Monday, March 10, 2008

Should they all have hailed Macbeth?


Honey, where's the ketchup? Kate Fleetwood and Patrick Stewart clean up in the kitchen.

I know, what's done cannot be undone; still, I wish someone had thrown some sort of critical obstruction in the way of Patrick Stewart's Macbeth, now at the Brooklyn Academy of Music; they might have spared me $100 and an evening of rock-concert-level aural histrionics. But the critics spoke with almost one voice (except for Leonard Jacobs over at the Clyde Fitch Report): "fearsome insight and theatrical fire" (NY Times); "inspired . . . frenzied . . . symphonic" (The New Yorker); "directorial inventiveness matched by brilliant acting" (The Guardian).

To be fair, some of the gush is understandable, because this Macbeth is, indeed, brilliantly staged by director Rupert Goold, who crams in coups de théâtre almost cheek-by-jowl. As you probably know by now, the show conjures a kind of British Stalinist dystopia via a chilly, Saw-esque hospital/kitchen set, which the three witches prowl relentlessly as nurses, technicians, or cooks. Some of Goold's gambits, are, alas, ridiculous - as when the witches start to rap - but many others are sublime, including the weird sisters' dispatch of the Bloody Captain, the appearance/disappearance of Banquo's ghost, and the video projections of Birnam Wood (into which Malcolm's army vanishes in its camouflage fatigues).

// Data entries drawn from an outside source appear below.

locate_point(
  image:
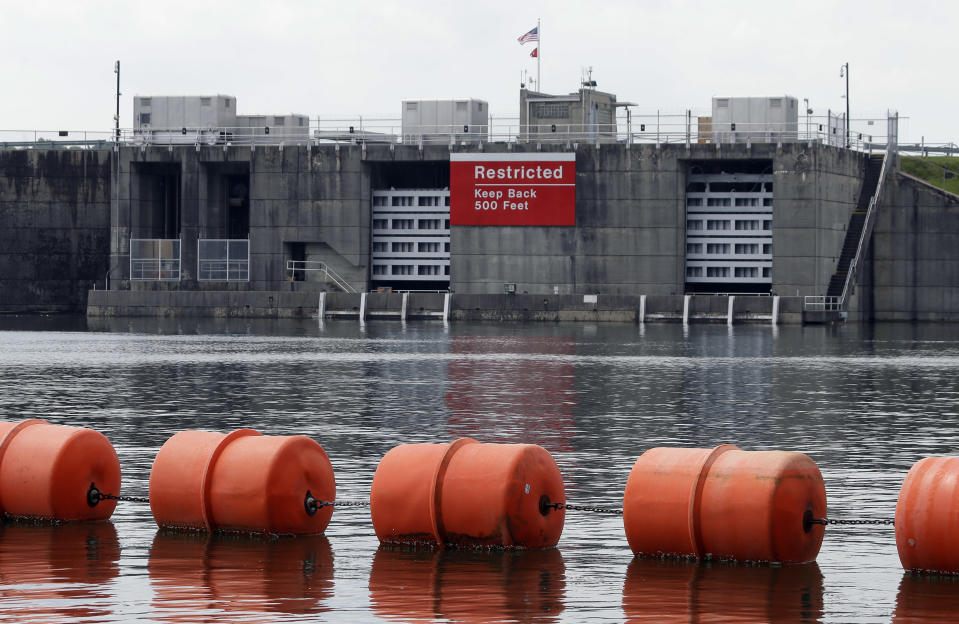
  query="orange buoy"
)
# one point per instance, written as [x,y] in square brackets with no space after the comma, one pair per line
[725,502]
[467,493]
[927,516]
[242,481]
[48,471]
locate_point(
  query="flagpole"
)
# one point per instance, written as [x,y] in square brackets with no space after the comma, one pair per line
[539,55]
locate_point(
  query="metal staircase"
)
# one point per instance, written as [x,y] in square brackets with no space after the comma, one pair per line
[857,222]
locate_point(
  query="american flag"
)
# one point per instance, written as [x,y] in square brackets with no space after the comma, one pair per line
[532,35]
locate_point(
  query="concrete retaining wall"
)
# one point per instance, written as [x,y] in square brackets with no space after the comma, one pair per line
[54,228]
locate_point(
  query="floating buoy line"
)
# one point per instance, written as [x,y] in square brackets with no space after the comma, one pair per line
[691,503]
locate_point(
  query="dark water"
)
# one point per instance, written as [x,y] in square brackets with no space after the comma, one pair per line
[864,402]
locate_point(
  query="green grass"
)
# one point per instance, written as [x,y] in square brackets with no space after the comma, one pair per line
[941,171]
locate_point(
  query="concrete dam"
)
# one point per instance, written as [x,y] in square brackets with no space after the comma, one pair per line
[765,232]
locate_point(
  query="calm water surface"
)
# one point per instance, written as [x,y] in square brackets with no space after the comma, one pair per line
[864,402]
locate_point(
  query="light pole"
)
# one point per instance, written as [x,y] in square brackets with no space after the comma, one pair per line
[844,71]
[116,118]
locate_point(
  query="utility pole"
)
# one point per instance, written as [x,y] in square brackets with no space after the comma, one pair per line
[844,70]
[116,118]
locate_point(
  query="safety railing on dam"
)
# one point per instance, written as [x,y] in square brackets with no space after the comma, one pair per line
[658,128]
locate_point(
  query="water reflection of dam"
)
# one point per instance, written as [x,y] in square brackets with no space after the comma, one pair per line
[250,577]
[512,389]
[468,585]
[59,573]
[675,591]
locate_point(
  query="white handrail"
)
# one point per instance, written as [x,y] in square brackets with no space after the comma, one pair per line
[292,266]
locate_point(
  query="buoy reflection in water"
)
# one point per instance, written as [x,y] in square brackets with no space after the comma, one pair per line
[192,572]
[658,590]
[468,585]
[58,573]
[926,598]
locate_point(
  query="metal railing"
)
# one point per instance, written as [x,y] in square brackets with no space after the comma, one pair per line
[223,259]
[818,303]
[302,267]
[854,265]
[155,259]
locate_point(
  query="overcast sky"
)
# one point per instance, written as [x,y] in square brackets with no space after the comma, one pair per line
[355,57]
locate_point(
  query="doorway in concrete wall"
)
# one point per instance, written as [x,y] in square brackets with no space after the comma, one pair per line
[296,261]
[238,206]
[156,200]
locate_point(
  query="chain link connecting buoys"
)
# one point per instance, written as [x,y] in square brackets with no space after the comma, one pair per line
[47,471]
[469,494]
[725,503]
[927,516]
[242,481]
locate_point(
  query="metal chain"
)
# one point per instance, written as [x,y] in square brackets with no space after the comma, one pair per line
[834,521]
[129,499]
[558,506]
[343,504]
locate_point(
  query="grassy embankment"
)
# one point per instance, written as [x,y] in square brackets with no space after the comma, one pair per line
[941,171]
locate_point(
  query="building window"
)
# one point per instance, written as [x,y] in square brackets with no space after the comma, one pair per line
[552,110]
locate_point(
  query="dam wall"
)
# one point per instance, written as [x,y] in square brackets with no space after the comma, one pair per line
[54,228]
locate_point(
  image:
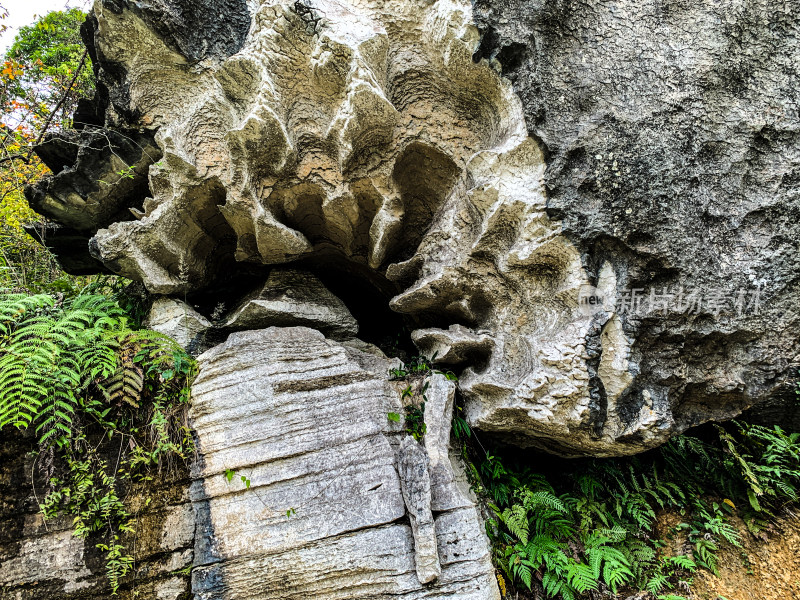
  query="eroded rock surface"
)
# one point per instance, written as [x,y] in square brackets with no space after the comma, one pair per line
[331,480]
[653,183]
[43,560]
[293,298]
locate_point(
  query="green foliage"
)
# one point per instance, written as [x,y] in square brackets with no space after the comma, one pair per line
[50,52]
[414,396]
[230,473]
[42,78]
[590,528]
[76,372]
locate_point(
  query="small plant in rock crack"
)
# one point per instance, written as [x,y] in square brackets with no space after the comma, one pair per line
[230,474]
[414,395]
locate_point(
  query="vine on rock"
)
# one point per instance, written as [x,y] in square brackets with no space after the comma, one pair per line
[107,403]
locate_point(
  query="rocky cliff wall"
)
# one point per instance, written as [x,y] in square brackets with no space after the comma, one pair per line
[587,210]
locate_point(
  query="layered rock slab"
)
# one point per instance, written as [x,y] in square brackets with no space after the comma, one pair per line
[304,420]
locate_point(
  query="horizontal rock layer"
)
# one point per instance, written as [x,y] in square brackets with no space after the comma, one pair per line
[379,136]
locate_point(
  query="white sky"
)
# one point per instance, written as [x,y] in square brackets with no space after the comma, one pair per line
[24,12]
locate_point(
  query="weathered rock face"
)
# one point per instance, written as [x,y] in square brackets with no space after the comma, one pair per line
[639,280]
[331,480]
[41,560]
[604,244]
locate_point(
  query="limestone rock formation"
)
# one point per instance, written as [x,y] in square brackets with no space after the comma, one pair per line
[44,561]
[292,297]
[331,480]
[589,211]
[607,249]
[179,321]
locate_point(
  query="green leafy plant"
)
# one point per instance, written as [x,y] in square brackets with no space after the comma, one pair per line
[591,528]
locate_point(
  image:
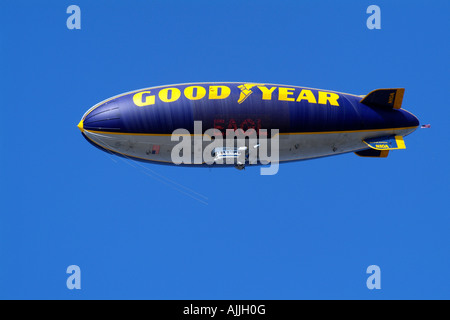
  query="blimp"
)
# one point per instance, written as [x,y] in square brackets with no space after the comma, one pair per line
[307,123]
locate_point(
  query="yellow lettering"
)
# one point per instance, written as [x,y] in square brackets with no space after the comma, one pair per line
[306,95]
[267,93]
[137,99]
[284,93]
[174,94]
[189,92]
[215,93]
[328,96]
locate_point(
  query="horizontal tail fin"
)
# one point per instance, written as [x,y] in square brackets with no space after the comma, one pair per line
[384,98]
[386,143]
[373,153]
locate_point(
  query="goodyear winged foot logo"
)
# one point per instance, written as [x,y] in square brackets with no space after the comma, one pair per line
[245,91]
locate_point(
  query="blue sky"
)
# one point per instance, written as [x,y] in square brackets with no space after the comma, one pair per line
[308,232]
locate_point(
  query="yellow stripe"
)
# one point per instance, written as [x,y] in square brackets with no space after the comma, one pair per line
[284,133]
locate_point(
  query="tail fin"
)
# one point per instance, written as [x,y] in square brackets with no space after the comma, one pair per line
[373,153]
[384,98]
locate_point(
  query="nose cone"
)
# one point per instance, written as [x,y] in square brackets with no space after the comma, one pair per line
[80,125]
[105,117]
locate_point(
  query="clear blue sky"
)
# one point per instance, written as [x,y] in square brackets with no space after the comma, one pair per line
[308,232]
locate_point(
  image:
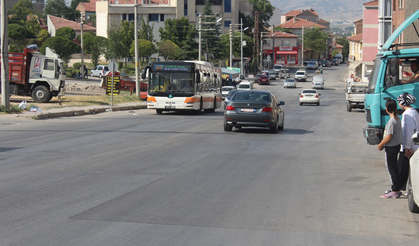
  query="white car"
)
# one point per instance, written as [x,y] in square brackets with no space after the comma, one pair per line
[290,82]
[318,82]
[301,75]
[309,96]
[244,86]
[413,182]
[99,71]
[225,90]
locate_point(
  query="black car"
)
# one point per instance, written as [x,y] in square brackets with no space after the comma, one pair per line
[254,108]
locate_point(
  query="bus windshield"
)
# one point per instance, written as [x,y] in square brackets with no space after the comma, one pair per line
[175,84]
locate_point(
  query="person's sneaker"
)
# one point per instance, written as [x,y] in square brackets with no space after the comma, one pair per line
[391,195]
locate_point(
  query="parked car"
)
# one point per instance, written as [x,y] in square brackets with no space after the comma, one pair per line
[229,96]
[301,75]
[99,71]
[256,80]
[244,86]
[277,69]
[318,82]
[310,97]
[312,65]
[326,63]
[285,73]
[290,82]
[225,90]
[413,181]
[264,80]
[272,74]
[254,108]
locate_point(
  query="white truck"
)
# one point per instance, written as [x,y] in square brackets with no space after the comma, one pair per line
[355,95]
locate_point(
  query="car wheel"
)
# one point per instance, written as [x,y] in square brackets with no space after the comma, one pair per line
[41,94]
[227,128]
[413,207]
[274,129]
[281,127]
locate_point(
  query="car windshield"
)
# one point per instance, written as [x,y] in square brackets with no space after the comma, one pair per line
[258,97]
[244,86]
[232,92]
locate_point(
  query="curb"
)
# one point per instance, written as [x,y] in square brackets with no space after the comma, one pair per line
[86,111]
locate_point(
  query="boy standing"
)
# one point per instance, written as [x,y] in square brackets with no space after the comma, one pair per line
[393,138]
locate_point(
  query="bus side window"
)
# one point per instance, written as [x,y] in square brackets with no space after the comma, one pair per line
[391,76]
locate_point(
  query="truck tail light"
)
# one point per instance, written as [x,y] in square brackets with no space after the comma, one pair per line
[230,108]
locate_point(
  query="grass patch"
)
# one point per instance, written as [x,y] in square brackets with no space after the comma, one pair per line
[13,109]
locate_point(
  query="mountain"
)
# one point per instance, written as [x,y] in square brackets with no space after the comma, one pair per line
[336,10]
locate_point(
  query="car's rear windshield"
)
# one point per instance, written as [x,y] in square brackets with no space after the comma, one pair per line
[257,97]
[244,86]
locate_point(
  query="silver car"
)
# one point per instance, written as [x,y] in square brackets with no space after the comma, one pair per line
[290,82]
[254,108]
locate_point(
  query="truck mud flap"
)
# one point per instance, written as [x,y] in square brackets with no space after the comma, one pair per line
[373,135]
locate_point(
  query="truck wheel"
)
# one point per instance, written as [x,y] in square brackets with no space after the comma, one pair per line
[41,94]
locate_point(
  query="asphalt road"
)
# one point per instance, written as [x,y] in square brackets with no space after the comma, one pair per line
[138,178]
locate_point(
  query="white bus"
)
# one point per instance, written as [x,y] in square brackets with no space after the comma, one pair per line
[183,86]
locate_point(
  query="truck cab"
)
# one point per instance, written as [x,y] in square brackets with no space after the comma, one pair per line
[389,78]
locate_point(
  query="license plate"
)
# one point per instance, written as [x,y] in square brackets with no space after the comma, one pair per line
[248,110]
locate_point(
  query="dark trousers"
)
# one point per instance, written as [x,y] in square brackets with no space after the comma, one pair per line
[392,153]
[403,167]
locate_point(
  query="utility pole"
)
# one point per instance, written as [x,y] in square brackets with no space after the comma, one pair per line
[5,102]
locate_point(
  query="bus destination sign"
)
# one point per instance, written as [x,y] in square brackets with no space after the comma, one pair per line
[173,67]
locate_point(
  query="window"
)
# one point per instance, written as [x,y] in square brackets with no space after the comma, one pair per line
[153,17]
[49,64]
[185,8]
[227,6]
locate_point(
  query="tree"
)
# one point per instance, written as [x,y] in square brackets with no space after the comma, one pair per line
[315,39]
[210,39]
[96,46]
[60,9]
[168,50]
[345,43]
[183,34]
[145,50]
[64,47]
[66,32]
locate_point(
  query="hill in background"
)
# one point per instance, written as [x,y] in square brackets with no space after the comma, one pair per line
[336,10]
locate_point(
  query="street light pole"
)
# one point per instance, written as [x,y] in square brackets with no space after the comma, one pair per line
[137,80]
[200,30]
[81,45]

But staging tricks can only get you so far, even when they come at you with such distracting rapidity (and volume). The sad truth is that Patrick Stewart makes a weatheredly sexy but emotionally flat Macbeth, and the seemingly-more-able Kate Fleetwood (perhaps as a result) basically flails about as Lady M, and no amount of rock-show fog or spurting blood can obscure that. Stewart seems to have taken a kind of whimsical nihilism as the be-all and end-all of his portrayal - which leads to a few intriguingly insightful laughs toward the finish, but little more; essentially, his arc is drastically foreshortened, then toyed with for two hours. We hear little of Macbeth's famous poetry (he's arguably Shakespeare's most poetic hero), and see even less of his descent into savagery; it's all cool, slightly cracked business-as-usual for Stewart, whom we half-expect to hear tell his murderous henchmen, "Make it so!" Stewart even willfully restyled Macbeth's final moment into a kind of suicide, which of course was all of a piece with his earlier despair - but, um, isn't change the essence of drama? Somehow I thought so. As for Fleetwood, I'd love to see her do this role again - she has a strikingly icy gonzo hauteur - only perhaps against an actor who can relate to her onstage. There was, in fact, only one memorable performance in the show - Michael Feast made a dramatic feast of Macduff, expertly articulating the most difficult moment in the text (Macduff's reaction to the news of his murdered children), and remaining intriguingly vulnerable to Macbeth's foul fiend to the finish. Now his is a Macbeth I'd like to see, but I suppose he'll have to pilot a television show - or maybe a starship - before I get the chance.